Now, we could get into a discussion here of how a Mexican architect can take an architectural language of Mexico and plop it into the middle of Hyde Park, Illinois, but let’s not. Instead I want to talk about floor plans.

As any architect-mother of a college freshman is bound to do, after her room was assigned I went on-line and found floor plans of the building and room, which I printed to scale.  While I had proudly emerged unscathed from most of the pre-college rituals, including the infamous Bed Bath & Beyond registry (look it up – this is real), these floor plans are where things finally went horribly awry.

This is what I saw:  The Max Palevsky Residence Hall is set up suite-style, with two double rooms sharing a small common space and two half-baths.  The spaces are compact, just big enough for four girls, four beds, four dressers, and four desks….  or is it??!  The floor plans I pulled up showed only one desk per room – two desks for four girls.  What’s up?

What is up, my architecturally astute friends, is a design flaw.  An architectural faux-pas. Someone’s giant construction headache, and someone’s metaphorical sweeping under the rug.

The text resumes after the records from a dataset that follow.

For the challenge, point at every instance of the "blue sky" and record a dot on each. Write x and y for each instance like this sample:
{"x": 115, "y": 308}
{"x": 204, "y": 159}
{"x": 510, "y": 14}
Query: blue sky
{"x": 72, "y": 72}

A dorm room, as we may remember from those days before all the doubles were turned into triples (I’m talking to you, UC Berkeley), has a bed on either side of a window, with just enough room leftover for desks and dressers. Kind of like Lucy and Rickie but with bulletin boards and string lights.  What it does not have, unless you are the Max Palevsky Residence Hall, is a boxed-out vertical shaft approximately 18” square poking into one corner of the outside wall of every room, making it impossible to put a bed against that wall.  I know you’ve been waiting…. here is the plan:maxpdoublesuiteAnd so I am left to ponder how the shaft was put there, and why couldn’t they use part of the closet if they got into trouble during construction? I try to understand who thought putting beds in an L-shape was a comfy way to sleep (maybe the kids can share a pillow?). And I deal with it the only way I know how: I pull out the trace paper.

I spent the better part of a Sunday morning drawing new furniture arrangements, ones that would include TWO desks and separate pillows.  It wasn’t easy, and what I came up with still may not work.  Not sure what the roommate will think.  I’ll let you know how it goes – I am writing this on the plane on the way to Chicago, on my way to rescue the 700 impressionable young minds about to move into the Max Palevsky Residence Hall.